The economic war against Russia has had limited impact on the sourcing of the country’s coffee bean supplies. The traditional sources have been Brazil, Vietnam, Colombia, India, and Ethiopia. Intermediary trade sources for the coffee, such as Italy, Germany and The Netherlands,  have now been bypassed in favour of direct trading with the bean growers. The international price rise for coffee, but not the war, has impacted Russian consumption.  

COFFEE PRICE ON THE INTERNATIONAL MARKET, 2020-25

Source: https://tradingeconomics.com/commodity/coffee 
According to the Rosstat data, the cost of instant coffee in Russia in September of this year exceeded four thousand rubles per kilogram. Both bean and ground coffee rose in price to almost two thousand rubles. At the same time, arabica has increased in price by about 1.5 times over the past year, and robusta by 1.4 times in three months. Among the reasons are the unfavorable crop situation in Brazil, duties from the United States against Brazilian coffee, as well as hoarding of stocks and market cornering of supplies by the Europeans.   

The high Central Bank key interest rate is adding to the domestic cost of coffee consumption, the latest report claims. “There is a kind of optimization of consumer groups, against the background of which someone switches to more budget brands, and someone reduces the amount of coffee drunk per day.
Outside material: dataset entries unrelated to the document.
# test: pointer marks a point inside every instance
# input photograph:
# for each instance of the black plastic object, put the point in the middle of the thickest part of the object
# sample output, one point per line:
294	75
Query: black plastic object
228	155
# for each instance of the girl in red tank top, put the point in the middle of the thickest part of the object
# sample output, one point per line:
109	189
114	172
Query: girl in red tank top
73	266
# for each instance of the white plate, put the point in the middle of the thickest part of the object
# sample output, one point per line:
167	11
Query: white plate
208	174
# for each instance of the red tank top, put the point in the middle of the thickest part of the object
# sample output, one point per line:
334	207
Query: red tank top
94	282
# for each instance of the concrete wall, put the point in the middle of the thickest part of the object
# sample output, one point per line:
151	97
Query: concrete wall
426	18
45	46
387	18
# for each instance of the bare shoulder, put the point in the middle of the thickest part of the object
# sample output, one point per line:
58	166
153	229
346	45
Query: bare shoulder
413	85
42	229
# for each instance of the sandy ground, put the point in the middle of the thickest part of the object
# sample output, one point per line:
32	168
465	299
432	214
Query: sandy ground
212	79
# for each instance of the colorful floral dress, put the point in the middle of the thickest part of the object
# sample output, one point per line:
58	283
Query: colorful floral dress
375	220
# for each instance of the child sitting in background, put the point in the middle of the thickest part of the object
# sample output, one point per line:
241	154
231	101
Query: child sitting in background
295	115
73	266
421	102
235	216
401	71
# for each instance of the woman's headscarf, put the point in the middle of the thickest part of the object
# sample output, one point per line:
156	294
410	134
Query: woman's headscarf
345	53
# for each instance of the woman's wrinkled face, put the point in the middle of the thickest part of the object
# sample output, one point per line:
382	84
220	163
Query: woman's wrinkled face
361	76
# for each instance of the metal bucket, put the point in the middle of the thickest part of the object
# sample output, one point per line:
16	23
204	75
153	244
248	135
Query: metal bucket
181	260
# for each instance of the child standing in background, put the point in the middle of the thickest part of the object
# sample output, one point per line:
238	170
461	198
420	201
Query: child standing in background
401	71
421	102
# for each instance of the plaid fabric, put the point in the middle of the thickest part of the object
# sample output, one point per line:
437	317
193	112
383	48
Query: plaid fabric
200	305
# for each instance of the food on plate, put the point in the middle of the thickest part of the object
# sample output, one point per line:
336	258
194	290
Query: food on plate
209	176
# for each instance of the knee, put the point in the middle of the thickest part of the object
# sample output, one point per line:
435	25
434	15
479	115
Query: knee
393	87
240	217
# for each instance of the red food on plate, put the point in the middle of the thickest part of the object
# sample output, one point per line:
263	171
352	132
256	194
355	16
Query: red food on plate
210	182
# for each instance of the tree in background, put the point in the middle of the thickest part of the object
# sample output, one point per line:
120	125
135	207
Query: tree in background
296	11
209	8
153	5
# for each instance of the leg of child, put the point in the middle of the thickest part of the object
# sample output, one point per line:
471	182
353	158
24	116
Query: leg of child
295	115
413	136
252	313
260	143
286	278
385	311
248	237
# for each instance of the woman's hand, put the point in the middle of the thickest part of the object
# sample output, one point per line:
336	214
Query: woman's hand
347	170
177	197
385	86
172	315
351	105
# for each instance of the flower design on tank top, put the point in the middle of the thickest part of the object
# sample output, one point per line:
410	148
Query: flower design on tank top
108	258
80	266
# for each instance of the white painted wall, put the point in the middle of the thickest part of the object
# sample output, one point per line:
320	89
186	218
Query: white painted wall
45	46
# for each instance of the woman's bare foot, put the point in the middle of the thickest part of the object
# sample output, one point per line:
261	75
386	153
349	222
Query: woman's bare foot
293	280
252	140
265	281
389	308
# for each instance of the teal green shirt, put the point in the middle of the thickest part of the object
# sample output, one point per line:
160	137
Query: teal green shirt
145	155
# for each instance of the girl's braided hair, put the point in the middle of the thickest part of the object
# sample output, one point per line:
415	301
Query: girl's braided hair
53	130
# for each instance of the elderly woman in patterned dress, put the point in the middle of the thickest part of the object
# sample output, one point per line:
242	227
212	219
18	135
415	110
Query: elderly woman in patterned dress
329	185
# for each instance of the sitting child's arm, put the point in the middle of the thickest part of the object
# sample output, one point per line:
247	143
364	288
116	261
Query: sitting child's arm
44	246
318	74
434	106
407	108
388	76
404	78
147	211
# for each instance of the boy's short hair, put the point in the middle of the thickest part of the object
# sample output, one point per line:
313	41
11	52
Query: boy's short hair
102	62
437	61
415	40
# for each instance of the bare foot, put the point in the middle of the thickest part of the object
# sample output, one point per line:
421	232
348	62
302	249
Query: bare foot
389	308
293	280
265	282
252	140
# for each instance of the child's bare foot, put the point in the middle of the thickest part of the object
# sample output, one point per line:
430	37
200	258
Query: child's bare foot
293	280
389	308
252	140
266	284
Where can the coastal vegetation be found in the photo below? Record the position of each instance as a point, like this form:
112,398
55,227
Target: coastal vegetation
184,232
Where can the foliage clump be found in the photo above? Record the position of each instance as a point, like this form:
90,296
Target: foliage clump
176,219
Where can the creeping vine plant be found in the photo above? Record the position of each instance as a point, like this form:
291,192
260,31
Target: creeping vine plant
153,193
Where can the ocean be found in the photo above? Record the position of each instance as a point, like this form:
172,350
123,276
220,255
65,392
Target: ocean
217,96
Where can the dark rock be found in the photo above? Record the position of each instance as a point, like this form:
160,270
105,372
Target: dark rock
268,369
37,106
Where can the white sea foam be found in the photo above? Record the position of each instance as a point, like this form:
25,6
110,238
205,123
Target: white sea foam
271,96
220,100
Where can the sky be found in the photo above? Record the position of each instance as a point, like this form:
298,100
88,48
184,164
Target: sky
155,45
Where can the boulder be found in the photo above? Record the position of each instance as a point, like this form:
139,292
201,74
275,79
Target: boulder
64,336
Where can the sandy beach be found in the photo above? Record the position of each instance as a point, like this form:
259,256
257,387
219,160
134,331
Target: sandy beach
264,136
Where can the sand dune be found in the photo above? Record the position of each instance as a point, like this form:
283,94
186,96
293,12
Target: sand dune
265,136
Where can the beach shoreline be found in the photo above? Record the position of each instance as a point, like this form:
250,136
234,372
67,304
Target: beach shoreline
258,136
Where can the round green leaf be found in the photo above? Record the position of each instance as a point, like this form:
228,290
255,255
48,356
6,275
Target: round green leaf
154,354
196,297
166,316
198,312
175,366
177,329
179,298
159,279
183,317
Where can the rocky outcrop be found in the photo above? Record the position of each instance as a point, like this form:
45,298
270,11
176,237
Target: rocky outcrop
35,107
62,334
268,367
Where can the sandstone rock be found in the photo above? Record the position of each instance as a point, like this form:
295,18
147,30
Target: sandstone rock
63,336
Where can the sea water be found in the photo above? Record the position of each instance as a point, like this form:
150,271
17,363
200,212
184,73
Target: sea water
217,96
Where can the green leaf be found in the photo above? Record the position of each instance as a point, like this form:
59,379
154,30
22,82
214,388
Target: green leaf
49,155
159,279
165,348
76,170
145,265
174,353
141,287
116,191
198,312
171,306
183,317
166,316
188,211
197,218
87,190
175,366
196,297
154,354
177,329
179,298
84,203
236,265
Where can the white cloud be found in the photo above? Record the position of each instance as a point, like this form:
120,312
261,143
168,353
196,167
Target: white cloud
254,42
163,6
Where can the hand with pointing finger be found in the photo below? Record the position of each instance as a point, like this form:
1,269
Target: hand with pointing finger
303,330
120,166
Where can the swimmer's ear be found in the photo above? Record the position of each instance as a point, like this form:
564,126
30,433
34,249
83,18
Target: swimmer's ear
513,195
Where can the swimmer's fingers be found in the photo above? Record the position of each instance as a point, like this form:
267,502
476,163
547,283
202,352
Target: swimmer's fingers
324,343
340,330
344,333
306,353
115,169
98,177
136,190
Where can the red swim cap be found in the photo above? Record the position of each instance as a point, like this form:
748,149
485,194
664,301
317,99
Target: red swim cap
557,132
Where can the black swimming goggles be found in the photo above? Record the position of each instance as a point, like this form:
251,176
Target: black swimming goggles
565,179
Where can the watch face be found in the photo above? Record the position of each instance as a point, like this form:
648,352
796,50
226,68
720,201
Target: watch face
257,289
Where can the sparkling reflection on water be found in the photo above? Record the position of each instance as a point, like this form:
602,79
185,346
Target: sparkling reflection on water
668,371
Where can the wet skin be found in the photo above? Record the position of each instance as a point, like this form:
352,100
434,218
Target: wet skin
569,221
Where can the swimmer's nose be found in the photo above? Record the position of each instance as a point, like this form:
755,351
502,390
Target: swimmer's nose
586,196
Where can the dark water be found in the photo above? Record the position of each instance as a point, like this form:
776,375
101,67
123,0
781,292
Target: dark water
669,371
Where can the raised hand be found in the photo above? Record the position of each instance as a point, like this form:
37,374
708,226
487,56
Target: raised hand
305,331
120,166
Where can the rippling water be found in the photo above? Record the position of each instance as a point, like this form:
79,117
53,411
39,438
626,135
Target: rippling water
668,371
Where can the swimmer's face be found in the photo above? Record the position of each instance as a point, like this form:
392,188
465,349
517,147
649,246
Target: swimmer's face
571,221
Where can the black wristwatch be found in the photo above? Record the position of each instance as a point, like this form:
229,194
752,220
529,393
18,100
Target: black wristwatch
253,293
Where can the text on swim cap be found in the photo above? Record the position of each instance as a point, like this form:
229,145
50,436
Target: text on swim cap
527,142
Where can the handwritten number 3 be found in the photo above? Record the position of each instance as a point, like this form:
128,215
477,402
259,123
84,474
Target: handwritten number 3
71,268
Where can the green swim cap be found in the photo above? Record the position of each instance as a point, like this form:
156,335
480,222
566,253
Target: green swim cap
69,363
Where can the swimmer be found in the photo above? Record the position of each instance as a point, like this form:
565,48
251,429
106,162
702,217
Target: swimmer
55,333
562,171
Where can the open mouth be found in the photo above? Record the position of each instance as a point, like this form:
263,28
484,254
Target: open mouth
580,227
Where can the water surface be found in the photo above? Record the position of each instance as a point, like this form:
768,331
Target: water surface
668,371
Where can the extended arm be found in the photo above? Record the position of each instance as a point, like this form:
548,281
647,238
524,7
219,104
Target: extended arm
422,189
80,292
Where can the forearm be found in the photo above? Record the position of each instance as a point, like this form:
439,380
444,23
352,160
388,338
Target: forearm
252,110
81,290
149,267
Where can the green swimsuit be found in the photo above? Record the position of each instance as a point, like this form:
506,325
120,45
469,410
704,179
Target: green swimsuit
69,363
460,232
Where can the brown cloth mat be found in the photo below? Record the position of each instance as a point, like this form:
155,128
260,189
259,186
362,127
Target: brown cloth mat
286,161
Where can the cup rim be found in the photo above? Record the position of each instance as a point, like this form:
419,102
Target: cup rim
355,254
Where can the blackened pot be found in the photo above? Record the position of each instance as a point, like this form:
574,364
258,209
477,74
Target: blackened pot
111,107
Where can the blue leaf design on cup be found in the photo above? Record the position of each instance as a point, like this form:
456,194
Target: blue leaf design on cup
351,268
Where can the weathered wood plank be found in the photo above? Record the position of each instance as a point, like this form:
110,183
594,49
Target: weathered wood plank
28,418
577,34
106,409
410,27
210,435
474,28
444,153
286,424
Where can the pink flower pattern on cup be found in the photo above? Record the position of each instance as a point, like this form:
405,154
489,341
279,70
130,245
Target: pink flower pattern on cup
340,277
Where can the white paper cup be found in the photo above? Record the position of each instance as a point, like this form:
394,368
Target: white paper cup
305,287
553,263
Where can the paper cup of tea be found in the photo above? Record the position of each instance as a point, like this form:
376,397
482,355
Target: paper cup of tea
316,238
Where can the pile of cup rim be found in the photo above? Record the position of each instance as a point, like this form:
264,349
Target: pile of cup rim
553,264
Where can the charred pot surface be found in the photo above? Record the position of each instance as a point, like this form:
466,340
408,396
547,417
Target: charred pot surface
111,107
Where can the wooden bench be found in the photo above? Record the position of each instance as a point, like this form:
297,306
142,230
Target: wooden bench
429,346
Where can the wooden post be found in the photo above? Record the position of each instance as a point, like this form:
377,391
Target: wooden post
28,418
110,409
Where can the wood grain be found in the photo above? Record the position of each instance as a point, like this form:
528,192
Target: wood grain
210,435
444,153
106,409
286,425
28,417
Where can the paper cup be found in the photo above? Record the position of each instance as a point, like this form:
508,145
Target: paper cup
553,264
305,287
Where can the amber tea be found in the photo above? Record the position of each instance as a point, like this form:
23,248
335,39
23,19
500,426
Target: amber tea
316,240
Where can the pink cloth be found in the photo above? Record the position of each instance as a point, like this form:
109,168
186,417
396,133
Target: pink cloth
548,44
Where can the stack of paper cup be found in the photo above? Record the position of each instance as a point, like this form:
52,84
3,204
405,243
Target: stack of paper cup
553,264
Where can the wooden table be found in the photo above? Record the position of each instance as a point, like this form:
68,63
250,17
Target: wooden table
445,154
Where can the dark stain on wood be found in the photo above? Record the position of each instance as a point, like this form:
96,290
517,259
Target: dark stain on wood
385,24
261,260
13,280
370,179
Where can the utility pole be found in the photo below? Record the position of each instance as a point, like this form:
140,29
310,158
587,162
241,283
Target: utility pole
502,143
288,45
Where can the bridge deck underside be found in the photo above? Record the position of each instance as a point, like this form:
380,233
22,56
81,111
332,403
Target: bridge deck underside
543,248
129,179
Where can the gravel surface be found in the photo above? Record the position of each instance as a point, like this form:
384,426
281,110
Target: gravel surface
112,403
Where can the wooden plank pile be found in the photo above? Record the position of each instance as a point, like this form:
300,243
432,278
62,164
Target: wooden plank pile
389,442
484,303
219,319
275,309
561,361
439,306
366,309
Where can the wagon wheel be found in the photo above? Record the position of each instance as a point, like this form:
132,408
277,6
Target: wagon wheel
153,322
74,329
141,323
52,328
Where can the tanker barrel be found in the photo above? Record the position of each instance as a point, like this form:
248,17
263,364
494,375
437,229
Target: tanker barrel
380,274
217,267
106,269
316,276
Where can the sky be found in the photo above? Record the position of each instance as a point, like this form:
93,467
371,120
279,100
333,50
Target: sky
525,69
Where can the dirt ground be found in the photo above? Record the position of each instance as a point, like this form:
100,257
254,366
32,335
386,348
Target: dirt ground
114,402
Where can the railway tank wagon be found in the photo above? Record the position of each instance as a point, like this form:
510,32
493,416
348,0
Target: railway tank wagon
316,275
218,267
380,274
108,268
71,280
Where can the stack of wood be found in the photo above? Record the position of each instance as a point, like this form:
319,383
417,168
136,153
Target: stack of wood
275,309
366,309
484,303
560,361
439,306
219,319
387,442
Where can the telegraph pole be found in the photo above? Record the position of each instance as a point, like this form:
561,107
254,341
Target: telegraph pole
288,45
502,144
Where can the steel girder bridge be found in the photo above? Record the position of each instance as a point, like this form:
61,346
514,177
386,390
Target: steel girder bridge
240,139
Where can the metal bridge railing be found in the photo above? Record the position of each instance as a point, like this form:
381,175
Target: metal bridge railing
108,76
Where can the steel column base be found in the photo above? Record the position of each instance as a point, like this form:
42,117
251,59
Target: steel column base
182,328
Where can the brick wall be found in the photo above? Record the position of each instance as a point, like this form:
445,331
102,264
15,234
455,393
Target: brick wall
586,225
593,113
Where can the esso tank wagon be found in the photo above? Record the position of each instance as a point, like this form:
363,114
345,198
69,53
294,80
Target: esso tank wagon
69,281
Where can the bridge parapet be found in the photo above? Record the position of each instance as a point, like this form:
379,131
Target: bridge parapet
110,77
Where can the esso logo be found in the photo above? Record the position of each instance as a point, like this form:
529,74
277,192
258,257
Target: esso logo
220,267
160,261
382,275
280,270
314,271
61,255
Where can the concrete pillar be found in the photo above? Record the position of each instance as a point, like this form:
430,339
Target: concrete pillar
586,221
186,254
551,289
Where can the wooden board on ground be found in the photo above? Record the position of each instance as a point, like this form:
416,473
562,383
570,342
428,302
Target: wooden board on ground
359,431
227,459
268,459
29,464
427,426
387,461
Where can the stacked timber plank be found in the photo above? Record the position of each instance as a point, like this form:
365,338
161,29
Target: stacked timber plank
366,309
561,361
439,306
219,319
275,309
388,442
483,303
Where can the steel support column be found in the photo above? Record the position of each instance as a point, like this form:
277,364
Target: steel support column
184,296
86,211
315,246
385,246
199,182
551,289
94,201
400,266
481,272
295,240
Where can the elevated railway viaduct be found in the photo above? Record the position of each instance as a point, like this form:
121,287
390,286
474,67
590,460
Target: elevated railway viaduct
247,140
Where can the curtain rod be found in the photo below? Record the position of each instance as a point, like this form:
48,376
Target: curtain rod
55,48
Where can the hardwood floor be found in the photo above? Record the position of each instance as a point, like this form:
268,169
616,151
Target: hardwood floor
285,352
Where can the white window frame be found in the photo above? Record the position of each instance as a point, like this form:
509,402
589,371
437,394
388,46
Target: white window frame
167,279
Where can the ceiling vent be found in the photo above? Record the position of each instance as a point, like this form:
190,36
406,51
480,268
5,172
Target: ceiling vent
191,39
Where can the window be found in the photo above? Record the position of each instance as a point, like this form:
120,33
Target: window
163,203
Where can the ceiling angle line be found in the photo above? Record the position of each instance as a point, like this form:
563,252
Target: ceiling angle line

At the same time, in general, the trend for coffee consumption remains high, there have been no cardinal changes in this, the source noted. He recommended against waiting for the [international] price reduction, noting that at least in the next year this will not happen.”  

“What can decrease? First of all, for this purpose coffee prices in world markets should fall sharply. In addition, it is necessary, as far as possible, to maintain a stable exchange rate of the ruble against the dollar, so that this factor is not included in the ruble price. We need to strive to reduce the refinancing rate, because it affects the cost of loans that are used by manufacturers.”